その夜、Cさんは部下のAさんを連れて経理Barにいた。CさんはBarの常連客だった。
「C部長、私、経理Barなんて初めて知りました」
「ここのマスターは経理のことなら表も裏も何でも知っているんだよ」
「ちょっとやめてくださいよ。Cさんの新しい職場の方ですか。よろしくお願いしますね」
「こちらこそよろしくお願いします!ところでC部長、会社で話せない話って何ですか」
Cさんは、日中に販促部長と話したプリペイドカードの件についてAさんに話した。
「Aさんはどう思う?」
「実は、私もプリペイドカードがどうなっているのかなって気になっていたんです。前任の部長にも尋ねたことがあったんですけど、その時は『金額も大した金額じゃないし、何も問題ないんじゃない』と言われてしまったのでそれっきりだったんですが」
「どうして気になったの?」
「去年の夏、展示会の日に台風が直撃して中止にはならなかったんですけど、お客さんが全然来なかった、って販促部のスタッフが言っていた時があったんです。だからきっとたくさんプリペイドカードの在庫が余っただろうなと思っていたんです。でもその次の展示会の時も、やっぱり1日あたり100枚のプリペイドカードを販促部長が発注されていて。でも今おっしゃった話だと、毎回全部渡しきっているっておっしゃったんですよね。何かおかしいですよね」
「そこでね、Aさんにお願いがあるんだけど。役員には話を通してあるから」
Aさんは、C部長から今月都内で行われる3日間の展示会に「勉強」と称してスタッフとして参加をし、実際にプリペイドカードが渡されているか確認をして欲しいとの命を受けて参加をしたのだった。
余ったプリペイドカードの行方は…
1週間後、C部長とAさんが揃って経理Barに来店した。
「いらっしゃい。今日はお二人揃って」
「マスター。あの件、解決しました」
「ゆっくりお話し伺いましょう」
Aさんが3日間展示会の様子を見ていたところ、実際にお客さまにアンケートをとってプリペイドカードを渡していたのは、3日間合計で220枚とのことだった。

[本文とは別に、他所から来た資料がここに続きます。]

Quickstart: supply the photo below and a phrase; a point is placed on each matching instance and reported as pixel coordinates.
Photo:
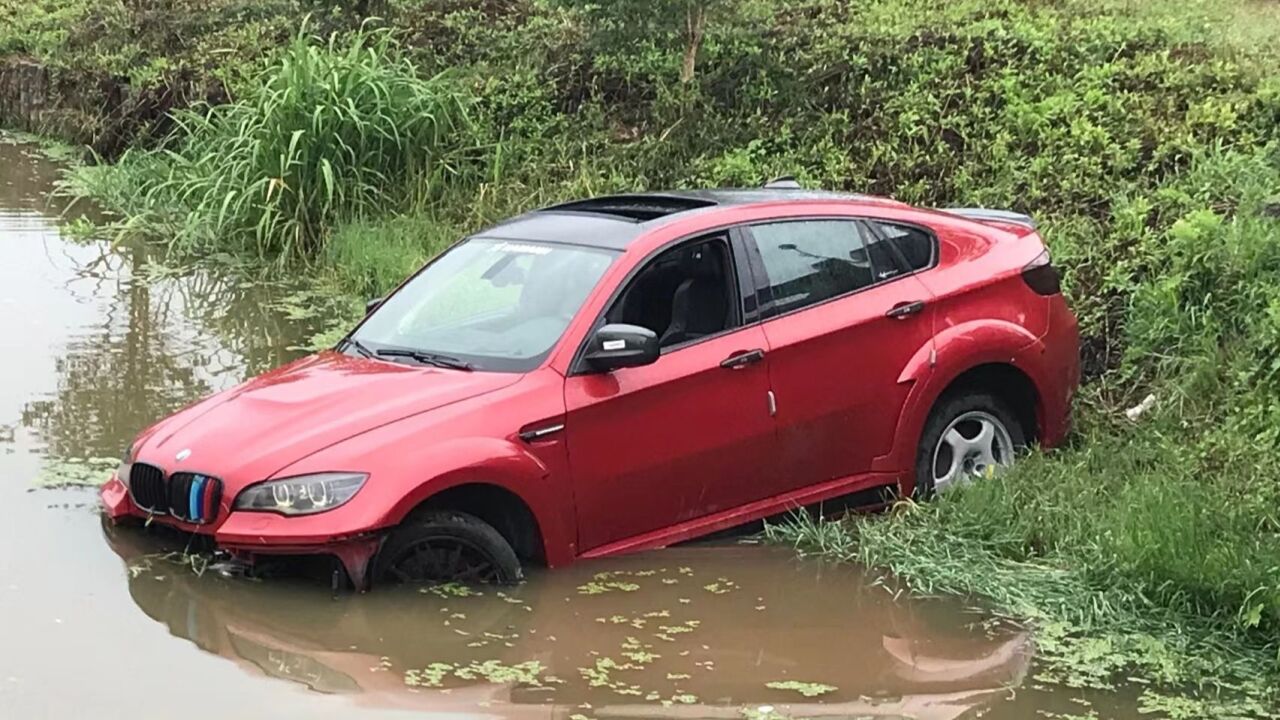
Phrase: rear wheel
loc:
(968, 437)
(447, 546)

そして販促部長が言っていたように、既存のお客さまが部長に挨拶をする姿はたまに見かけたが、プリペイドカードを渡している姿はAさんが見ている限り10枚もなかったそうだ。
すると、今回の展示会では3日間×100枚で300枚の1000円相当のプリペイドカードを発注していたから、300枚―(220枚+10枚)=70枚のプリペイドカード(7万円相当)が販促部長のもとにあるはずだった。
そこでC部長は、販促部長の上司にあたる担当役員に報告と相談をし、3者面談を実施した。
「販促部長、展示会お疲れ様でした」
「いえいえ、仕事ですから。ところで話って何でしょうか」
「プリペイドカードのことなんですが」
「またそのこと?今回も全部配り終えましたよ」
「そうですか。アンケートにお答えになった方には220枚配っているとスタッフの方から伺っています。残り80枚は部長が全てお客さまに直接お配りになったと」
「……」
横で経理部長と販促部長とのやり取りを聞いていた役員が口を開いた
「君、正直に言いなさい」
販促部長によると、展示会で新規顧客の獲得が未達だったときはいつも役員たちから叱責され、その割には展示会に顔を覗かせる役員もおらず、自分だけに責任や負担を押し付けられているというストレスが溜まっていったそうだ。
プリペイドカードの管理に関しても、最初は正しく在庫管理をしていたそうだが、誰も何もそのことに触れないので、余った時は全て金券ショップで換金して自分へのご褒美としていたそうだ。
販促部長は社長室付へと異動となり、その後しばらくして自主退職をしていった。
「Aさん、今回はどうもありがとう」
「いえC部長、私も現場の人たちの大変さがわかりましたし勉強になりました。でも販促品の管理って、やっぱり大切ですよね。現場の人たちにとっては面倒かもしれませんが」
「そうだね。経理の仕事って、『面倒なことはわかっているけど、それでもちゃんとやりましょうよ』と導いていく仕事だという気が最近しているよ。マスターはどう思います?」
「おっしゃる通りだと思います」
3人で販促品の管理方法についてそれぞれアイデアを出し合いながら、夜は更けていった。